Aby nie być gołosłownym, autorzy projektu poprosili 25 graczy o przetestowanie opracowanego przez nich systemu. W testach brano pod uwagę następujące parametry: precyzja, liczba zgonów, liczba zwycięstw, liczba urazów i horyzontalne ruchy kamery. Testerzy najpierw grali w AssaultCube na jednym monitorze, aby później przesiąść się do stanowiska z trzema. Okazało się, że wszystkie parametry poszły w górę zwracając szczególną uwagę na wykorzystanie widzenia peryferyjnego graczy. Obracali oni kamerą znacznie mniej, niż przy jednym monitorze co pozwalało im na uniknięcie obrażeń, szybszą ucieczkę oraz dawało więcej czasu na celowanie i strzał.
Badacze zaznaczają, że był to pierwszy eksperyment, a testerami były całkowicie przypadkowe osoby rekrutowane podczas Dni Otwartych na University of Rio Grande do Sul, których cechował bardzo różny poziom doświadczenia i umiejętności w grze – większość określiła je jako słabe. Dlatego właśnie system wymaga dalszych testów i prawdopodobnie pewnych modyfikacji, które pozwolą osiągnąć statystycznie istotne wyniki.
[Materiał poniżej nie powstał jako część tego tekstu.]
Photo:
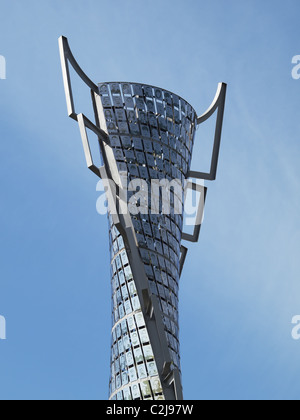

Największą zaletą rozwiązania opracowanego przez brazylijski zespół jest jego ogólna dostępność. Kod oraz dane konfiguracyjne sprzętu dostępne są na zasadach Open Source, więc nie musimy martwić się, że za kilka miesięcy ktoś kupi, opatentuje i będzie sprzedawał system za wielkie pieniądze tak, jak dzieje się to w przypadku urządzeń HMD czy CAVE.